A second embodiment of the patient positioning support structure is
generally designated by the reference numeral 200, and is depicted
in FIGS. 16-20. The structure 200 is substantially similar to the
structure 1 shown in FIGS. 1-15 and includes first and second
patient supports 205 and 206, each having an inboard end
interconnected by a hinge joint 203, including suitable pivot
connectors such as the illustrated hinge pins 204. Each of the
patient supports 205 and 206 includes a pair of spars 201, and the
spars 201 of the second patient support 206 support a patient trunk
translation assembly 223.
The trunk translator 223 is engaged with the patient support 206
and is substantially as previously described and shown, except that
it is connected to the hinge joint 203 by a linkage 234. The
linkage is connected to the hinge joint 203 in such a manner as to
position the trunk translator 223 along the patient support 206 in
response to relative movement of the patient supports 205 and 206
when the patient supports are positioned in a plurality of angular
orientations.
In use, the a trunk translator 223 is engaged the patient support
206 and is slidingly shifted toward the hinge joint 203 as shown in
FIG. 19 in response to upward angulation of the patient support.

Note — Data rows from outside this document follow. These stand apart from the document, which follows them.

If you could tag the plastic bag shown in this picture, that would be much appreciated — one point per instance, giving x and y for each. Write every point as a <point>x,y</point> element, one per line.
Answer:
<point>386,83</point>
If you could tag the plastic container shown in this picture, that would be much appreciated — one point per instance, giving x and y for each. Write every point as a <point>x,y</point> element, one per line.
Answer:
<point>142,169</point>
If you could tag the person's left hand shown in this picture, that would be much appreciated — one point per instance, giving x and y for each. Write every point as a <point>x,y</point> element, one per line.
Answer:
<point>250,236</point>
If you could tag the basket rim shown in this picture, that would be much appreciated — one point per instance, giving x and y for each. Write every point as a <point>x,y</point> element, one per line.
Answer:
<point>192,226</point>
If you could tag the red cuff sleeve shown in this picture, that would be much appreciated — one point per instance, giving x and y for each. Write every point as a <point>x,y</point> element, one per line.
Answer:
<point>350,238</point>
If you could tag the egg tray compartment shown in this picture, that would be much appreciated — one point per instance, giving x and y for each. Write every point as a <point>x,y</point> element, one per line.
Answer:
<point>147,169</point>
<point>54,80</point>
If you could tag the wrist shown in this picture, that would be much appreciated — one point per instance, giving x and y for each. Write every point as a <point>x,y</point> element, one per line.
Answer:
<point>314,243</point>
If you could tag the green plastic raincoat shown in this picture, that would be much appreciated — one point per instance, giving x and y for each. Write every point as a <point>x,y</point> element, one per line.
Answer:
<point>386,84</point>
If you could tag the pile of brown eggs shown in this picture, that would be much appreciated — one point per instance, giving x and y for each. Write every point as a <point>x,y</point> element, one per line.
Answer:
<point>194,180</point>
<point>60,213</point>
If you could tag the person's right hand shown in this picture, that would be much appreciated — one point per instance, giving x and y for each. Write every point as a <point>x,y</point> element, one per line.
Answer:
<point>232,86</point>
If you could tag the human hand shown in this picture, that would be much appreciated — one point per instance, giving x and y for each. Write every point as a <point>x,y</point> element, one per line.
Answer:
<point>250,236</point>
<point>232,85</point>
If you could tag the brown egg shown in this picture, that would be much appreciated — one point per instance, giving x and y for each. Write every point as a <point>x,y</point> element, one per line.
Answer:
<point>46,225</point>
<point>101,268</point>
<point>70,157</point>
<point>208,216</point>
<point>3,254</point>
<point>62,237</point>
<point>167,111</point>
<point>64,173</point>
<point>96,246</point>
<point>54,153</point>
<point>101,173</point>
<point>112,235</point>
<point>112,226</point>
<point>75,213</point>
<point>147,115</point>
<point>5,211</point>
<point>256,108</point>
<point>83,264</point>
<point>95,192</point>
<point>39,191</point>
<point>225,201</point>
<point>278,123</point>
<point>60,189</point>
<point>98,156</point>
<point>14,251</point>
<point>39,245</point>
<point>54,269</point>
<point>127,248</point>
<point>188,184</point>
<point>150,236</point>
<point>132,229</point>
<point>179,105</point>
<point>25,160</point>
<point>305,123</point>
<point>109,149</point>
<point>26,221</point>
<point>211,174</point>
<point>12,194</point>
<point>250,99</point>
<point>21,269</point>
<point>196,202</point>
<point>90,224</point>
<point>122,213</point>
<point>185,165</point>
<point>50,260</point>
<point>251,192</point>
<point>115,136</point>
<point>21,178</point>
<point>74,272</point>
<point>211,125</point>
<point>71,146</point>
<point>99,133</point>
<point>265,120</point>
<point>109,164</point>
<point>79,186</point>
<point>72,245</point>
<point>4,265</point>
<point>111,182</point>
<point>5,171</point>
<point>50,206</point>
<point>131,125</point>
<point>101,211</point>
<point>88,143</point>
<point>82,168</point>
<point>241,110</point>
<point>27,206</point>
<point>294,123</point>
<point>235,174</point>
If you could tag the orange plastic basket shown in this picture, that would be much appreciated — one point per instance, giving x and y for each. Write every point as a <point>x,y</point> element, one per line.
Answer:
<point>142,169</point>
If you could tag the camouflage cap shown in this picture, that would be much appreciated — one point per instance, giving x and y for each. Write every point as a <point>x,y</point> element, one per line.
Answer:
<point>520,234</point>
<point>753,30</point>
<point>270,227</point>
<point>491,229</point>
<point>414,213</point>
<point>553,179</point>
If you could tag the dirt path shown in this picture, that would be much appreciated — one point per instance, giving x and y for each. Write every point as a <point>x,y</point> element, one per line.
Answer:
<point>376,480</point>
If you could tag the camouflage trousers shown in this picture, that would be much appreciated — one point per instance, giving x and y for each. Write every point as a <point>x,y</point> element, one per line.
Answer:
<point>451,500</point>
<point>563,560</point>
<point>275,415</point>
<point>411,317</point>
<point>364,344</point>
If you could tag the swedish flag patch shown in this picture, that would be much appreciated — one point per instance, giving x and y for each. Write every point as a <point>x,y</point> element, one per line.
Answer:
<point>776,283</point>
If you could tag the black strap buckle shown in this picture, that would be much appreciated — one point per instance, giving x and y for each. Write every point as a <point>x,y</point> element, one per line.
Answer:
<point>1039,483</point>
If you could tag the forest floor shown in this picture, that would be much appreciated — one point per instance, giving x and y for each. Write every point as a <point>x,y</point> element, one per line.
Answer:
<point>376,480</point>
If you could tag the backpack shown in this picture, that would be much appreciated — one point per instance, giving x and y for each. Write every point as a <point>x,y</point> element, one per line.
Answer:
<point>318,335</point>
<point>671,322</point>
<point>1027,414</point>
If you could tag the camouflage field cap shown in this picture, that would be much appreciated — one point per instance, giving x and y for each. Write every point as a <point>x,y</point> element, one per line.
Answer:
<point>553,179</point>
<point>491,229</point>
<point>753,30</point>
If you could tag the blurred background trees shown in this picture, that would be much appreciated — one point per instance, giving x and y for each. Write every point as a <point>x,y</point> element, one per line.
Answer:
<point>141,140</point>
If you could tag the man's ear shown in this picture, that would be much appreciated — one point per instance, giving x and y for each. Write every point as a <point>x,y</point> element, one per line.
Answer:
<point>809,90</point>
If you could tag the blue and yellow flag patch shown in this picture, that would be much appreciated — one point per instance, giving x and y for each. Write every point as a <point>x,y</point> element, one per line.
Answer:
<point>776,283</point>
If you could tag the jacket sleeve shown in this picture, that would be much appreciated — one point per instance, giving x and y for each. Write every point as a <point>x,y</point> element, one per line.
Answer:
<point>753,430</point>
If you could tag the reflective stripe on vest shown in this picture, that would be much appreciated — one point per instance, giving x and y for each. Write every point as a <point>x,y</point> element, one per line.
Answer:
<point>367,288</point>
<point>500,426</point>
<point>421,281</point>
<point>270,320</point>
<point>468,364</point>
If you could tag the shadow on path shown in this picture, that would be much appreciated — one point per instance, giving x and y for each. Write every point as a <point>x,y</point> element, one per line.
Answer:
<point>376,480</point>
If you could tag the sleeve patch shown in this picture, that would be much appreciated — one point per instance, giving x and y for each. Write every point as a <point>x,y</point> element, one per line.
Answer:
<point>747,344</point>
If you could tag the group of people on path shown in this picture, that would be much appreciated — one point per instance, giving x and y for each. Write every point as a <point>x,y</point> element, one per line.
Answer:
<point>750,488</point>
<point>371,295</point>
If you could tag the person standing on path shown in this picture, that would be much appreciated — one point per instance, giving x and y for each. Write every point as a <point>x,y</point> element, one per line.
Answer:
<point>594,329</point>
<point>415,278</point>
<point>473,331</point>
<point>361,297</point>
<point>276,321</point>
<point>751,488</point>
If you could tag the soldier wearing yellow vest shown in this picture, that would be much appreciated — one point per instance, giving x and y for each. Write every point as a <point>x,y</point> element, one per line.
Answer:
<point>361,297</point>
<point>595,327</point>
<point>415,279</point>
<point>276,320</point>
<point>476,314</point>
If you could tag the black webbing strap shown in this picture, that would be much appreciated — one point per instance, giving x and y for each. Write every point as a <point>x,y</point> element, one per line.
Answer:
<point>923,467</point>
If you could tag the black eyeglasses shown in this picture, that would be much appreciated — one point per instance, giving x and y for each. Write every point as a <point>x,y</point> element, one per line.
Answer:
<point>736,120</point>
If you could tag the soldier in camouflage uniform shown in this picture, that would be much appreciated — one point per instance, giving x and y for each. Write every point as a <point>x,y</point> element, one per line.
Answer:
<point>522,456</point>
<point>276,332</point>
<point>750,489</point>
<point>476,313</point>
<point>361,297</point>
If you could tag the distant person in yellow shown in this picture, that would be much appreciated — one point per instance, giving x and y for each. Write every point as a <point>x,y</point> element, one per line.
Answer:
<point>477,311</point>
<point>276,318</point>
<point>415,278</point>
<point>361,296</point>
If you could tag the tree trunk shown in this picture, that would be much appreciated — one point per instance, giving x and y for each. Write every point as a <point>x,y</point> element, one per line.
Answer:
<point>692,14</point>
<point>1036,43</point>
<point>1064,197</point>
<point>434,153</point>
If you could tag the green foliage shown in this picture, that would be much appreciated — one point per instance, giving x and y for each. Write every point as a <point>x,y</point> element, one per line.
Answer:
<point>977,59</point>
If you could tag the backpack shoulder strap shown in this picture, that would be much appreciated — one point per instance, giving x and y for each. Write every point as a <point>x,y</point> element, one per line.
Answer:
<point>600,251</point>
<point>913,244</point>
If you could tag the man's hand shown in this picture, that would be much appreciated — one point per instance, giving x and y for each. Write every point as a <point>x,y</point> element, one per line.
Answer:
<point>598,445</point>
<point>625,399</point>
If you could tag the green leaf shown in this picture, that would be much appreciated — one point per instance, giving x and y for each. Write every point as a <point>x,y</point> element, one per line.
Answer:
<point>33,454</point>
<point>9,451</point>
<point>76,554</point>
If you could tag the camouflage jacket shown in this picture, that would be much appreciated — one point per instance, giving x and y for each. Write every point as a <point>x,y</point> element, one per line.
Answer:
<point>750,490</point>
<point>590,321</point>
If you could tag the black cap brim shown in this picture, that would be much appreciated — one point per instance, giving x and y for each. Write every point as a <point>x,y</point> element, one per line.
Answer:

This enables the patient's head, torso and arms to shift in a
caudad direction, toward the feet. The trunk translator 223 is
movable away from the hinge joint 203 as shown in FIG. 17 in
response to downward angulation of the patient support 206. This
enables the patient's head, torso and arms to shift in a cephalad
direction, toward the head.
It is foreseen that the linkage may be a control rod, cable (FIG.
20) or that it may be an actuator 234 as shown in FIG. 17, operable
for selective positioning of the trunk translator 223 along the
patient support 206. The actuator 234 is interfaced with a computer
28, which receives angular orientation data from sensors as
previously described and sends a control signal to the actuator 234
in response to changes in the angular orientation to coordinate a
position of the trunk translator with the angular orientation of
the patient support 206. Where the linkage is a control rod or
cable, the movement of the trunk translator 223 is mechanically
coordinated with the angular orientation of the patient support 206
by the rod or cable.
It is to be understood that while certain forms of the patient
positioning support structure have been illustrated and described
herein, the structure is not to be limited to the specific forms or
arrangement of parts described and shown.